You create for you and if you’re fortunate, it may impact another soul for good—it usually does. But even if your creation remains between you and God and never sees the light of day, that’s enough.

At my book launch. There were times I wondered if my novel would ever be published.

I believe nothing in life is wasted. Even those things that seem futile or rather unpleasant at the time. These types of uphill climbs help us to grow more sure-footed and create fertile ground for wisdom and character—priceless treasures that no amount of money can buy. But I suspect a few other priceless things will happen if you start and finish your project…

  1. You will gain a sense of pride in its completion
  2. You will learn and improve for the next project
  3. You will have greater confidence from having reached your goal
  4. You will have enjoyed the process
  5. Your creation may bring joy, beauty, and hope to yourself and others

I’m cheering for you—cheering for myself too—in the midst of the weeds and towering hedges. Despite our fears and imperfect forms, I’m encouraging us to start. To stop putting off what we could be doing this moment, or directly after reading this blog!

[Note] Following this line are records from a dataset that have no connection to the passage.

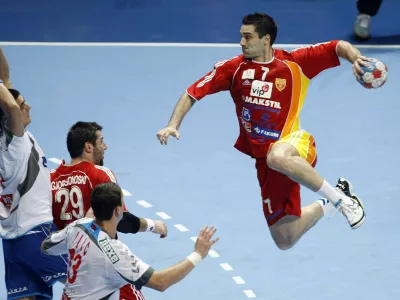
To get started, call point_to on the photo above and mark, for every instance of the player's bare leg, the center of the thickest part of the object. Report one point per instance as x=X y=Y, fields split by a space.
x=289 y=229
x=285 y=159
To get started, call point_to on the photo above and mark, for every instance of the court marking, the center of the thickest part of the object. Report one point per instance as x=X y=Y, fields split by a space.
x=195 y=45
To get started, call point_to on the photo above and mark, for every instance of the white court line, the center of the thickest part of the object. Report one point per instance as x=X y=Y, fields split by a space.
x=181 y=228
x=56 y=161
x=126 y=193
x=163 y=215
x=238 y=280
x=213 y=253
x=249 y=293
x=199 y=45
x=144 y=203
x=226 y=267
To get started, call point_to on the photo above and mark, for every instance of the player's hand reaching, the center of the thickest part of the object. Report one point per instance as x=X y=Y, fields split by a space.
x=160 y=228
x=164 y=133
x=360 y=61
x=204 y=241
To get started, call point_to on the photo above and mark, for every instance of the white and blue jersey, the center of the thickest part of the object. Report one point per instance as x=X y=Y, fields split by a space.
x=25 y=190
x=98 y=264
x=26 y=218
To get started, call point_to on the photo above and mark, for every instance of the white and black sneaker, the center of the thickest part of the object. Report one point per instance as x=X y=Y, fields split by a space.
x=350 y=206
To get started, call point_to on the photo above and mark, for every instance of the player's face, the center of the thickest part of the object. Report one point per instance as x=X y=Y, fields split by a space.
x=120 y=210
x=98 y=150
x=252 y=45
x=25 y=108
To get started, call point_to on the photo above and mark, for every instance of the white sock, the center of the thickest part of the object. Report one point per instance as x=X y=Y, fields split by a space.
x=325 y=205
x=330 y=193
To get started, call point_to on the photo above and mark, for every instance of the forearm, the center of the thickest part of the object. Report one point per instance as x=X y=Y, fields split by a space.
x=4 y=70
x=181 y=109
x=130 y=223
x=347 y=51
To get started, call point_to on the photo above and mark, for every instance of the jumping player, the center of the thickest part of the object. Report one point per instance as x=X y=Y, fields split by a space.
x=268 y=87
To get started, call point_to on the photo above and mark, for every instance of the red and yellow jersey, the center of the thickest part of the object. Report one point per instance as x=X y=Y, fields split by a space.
x=268 y=96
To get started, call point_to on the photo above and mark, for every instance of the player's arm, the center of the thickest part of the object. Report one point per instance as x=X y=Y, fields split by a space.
x=129 y=223
x=163 y=279
x=353 y=55
x=217 y=80
x=4 y=70
x=133 y=224
x=11 y=109
x=56 y=243
x=140 y=274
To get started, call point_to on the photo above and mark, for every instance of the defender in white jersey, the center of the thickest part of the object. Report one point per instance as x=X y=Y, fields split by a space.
x=99 y=265
x=25 y=201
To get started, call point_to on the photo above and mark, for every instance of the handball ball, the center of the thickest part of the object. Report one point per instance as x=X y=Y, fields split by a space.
x=375 y=74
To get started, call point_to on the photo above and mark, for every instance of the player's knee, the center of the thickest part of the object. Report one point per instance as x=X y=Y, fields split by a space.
x=277 y=160
x=286 y=244
x=283 y=236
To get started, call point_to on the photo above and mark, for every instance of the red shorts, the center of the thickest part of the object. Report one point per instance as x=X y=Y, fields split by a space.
x=129 y=292
x=280 y=194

Schedule time to show up for your craft, to show up for yourself. Pull out the paper, the clay, the canvas. Open up the instrument case, the computer case, or the suitcase. Tell fear it’s off duty… then create!

“…and I have filled him with the Spirit of God, with wisdom, with understanding, with knowledge and with all kinds of skills—to make artistic designs for work in gold, silver and bronze, to cut and set stones, to work in wood, and to engage in all kinds of crafts.”

Exodus 31:3-5

2 Replies to “Pep Talk for Creators”

  1. I loved this post. Thanks Melanie.
    It does sit there just below the surface. A low boil always present and intense. It is stoked by an idea or a visual or a wisp of inspiration. Once that boil rolls over into catastrophe or genius, or somewhere in between, it is difficult to clean up isn’t it? It’s mark made. It’s ignorance impossible. The brush. The pen. The knife, the seedling or whatever the raw form and instrument. Each pursuit building on the last and demanding the real estate of your most productive thought of your most productive hour?
    I love your garden image. The time you would have spent in the early part, unrewarded and tired. Dirt, seeds or saps and a lot of clean up. Yet the faithful expectation that something from nothing was possible, even beautiful in the fullness of days.
    I had wasted hours. Years even, engaging television programming and Hellywood film that although entertaining, were so void of substance and so rich on counterfeit morality and hollow preaching.
    Sizzle is a poor substitute for steak. The creative must steak.
    What an encouragement you are. Keep it up and love that great family of yours! Cheers.